За беседкой сонно шелестела кукуруза с вызревшими початками. За ней просвечивала бахча, пестреющая большими арбузами. В конце её виднелась хлипконогая вышка сторожа.
…Моими соседями по палате оказались два чрезвычайно несчастных человека. Один из них, как легко было догадаться по погонам на его выцветшем кителе, был майор. Контуженный на войне, он заикался, периодически по несколько раз кряду дергал вбок маленькой, породистой головой. И каждый вечер напивался. После чего засыпал, а средь ночи начинал кричать, что он со своими танками просит боезапас и поддержку с воздуха.

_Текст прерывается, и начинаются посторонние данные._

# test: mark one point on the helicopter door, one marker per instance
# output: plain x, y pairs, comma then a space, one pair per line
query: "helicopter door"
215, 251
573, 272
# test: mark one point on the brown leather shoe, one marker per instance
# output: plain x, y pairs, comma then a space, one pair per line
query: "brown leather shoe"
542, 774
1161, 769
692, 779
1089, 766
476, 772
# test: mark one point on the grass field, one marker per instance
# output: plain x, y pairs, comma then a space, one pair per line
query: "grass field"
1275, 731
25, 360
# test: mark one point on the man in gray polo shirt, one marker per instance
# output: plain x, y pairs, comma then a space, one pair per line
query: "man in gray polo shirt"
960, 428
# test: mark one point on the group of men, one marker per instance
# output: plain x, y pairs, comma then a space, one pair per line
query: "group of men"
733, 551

— Пропил свои медали, теперь пропивает на рынке ордена, – сообщил мне второй сосед Семён, который, как мог, отхаживал совершенно помирающего к утру майора. – У него осталось ещё два Красной звезды, один Красного знамени, орден Ленина и звезда Героя.
У самого Семёна, бывшего сапёра, не было обеих рук по локти. Что ж, я тоже был инвалидом, и эти двое приняли меня в свою компанию как коллегу.

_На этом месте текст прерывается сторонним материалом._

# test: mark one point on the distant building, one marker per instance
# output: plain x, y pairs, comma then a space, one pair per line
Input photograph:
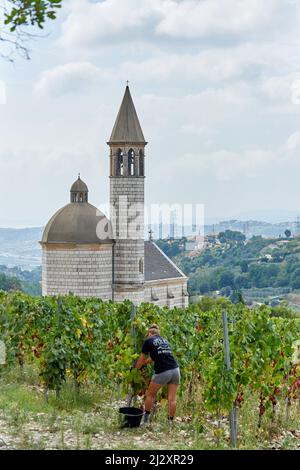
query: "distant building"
91, 256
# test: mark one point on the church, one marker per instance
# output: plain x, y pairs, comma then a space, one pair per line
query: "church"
87, 254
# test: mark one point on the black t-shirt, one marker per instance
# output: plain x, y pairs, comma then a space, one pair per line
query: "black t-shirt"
160, 353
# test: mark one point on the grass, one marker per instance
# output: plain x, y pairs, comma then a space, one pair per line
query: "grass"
91, 421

До чего же надоедно бывало уворачиваться вечерами от вечных приставаний майора выпить с ним водки. К счастью, Семён алкоголем не злоупотреблял и всячески берёг меня от соблазна. В конце концов по вечерам я научился отсиживаться в беседке вместе со своими тетрадками. Когда часам к одиннадцати я возвращался, майор уже находился в забытьи.

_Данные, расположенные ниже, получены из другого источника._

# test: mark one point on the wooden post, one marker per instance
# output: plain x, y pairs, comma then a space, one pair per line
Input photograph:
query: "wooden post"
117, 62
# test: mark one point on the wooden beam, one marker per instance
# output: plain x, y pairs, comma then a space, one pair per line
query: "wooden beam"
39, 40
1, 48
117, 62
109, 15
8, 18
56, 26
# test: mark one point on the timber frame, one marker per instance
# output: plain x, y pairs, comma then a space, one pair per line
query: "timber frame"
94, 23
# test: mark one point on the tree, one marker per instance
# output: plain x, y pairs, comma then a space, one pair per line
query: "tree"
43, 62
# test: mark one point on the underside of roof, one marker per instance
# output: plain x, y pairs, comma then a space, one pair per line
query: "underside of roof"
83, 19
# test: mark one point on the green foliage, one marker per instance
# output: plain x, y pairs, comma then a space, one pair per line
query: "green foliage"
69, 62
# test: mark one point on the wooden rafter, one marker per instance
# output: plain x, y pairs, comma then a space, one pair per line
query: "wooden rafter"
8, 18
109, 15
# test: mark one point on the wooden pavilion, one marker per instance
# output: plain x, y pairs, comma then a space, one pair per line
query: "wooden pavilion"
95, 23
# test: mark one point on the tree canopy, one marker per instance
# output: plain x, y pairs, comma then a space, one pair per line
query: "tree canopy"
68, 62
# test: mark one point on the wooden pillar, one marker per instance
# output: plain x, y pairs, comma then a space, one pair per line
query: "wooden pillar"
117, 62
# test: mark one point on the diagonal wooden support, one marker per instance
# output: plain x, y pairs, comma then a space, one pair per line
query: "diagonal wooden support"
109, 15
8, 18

По утрам перед завтраком я спускался на пляж, шёл правее, подальше от пустого ещё в этот час «женского» пляжа, на так называемый «общий».
И Чёрное море принимало меня в свои объятия. Иногда там, вдалеке уже мелькала, как поплавок, белая чалма голубоглазой бронзовой богини. Она заплывала очень далеко, и я всегда боялся за неё. С другой стороны, хотелось, чтобы она немножко начала тонуть. Тогда я мог бы её спасти и таким образом познакомиться. Время шло. Она вовсе не собиралась тонуть. Наплававшись, упруго шествовала к распластанному здесь же, на общем пляже надувному матрасику, растягивалась на нём всё с той же книжкой, с грушей или персиком. На запястье её сверкал браслет. Заметив, что я за ней наблюдаю, заслонялась раскрытым зонтиком. Порой ветерком отодвигало зонт, и задремавшую богиню можно было созерцать во всей красе.
Никто к ней не подсаживался, никто вокруг неё не вился. Видимо потому, что она так же, как и я, бывала на пляже только рано утром и вечером, когда там тихо, не очень жарко, вода в море прозрачна до дна, не взбаламучена. Видно, как взблёскивают стаи мальков.
Однако время шло. И теперь уже я подумывал о том, чтобы самому попробовать начать тонуть. Чтобы ей ничего не оставалось, кроме как спасти меня.
Но в этом варианте таилось что–то жалкое, не столь благородное, как в первом…
— Сволочи! Замучали компотами из мух, а вокруг такие кавуны! – сказал однажды вечером Семён. – На базаре ломят цены, как фашисты какие–нибудь. Хочешь, Володька, хорошего кавуна?
— Конечно.
— Знаешь, что Ганка–санитарка вчера сказала? «У тебя, Семён, рук нет, зато есть ноги. У Володьки нога больная, зато есть руки. Идите поутру, когда сторож дрыхнет, на бахчу. Пусть Володька срежет по кавуну, положит их в сетку, а ты, Сеня, бери на свои култышки и беги ногами до хаты». Девка сердечная, она и сетку принесла, гляди, аж пять кавунов влезет.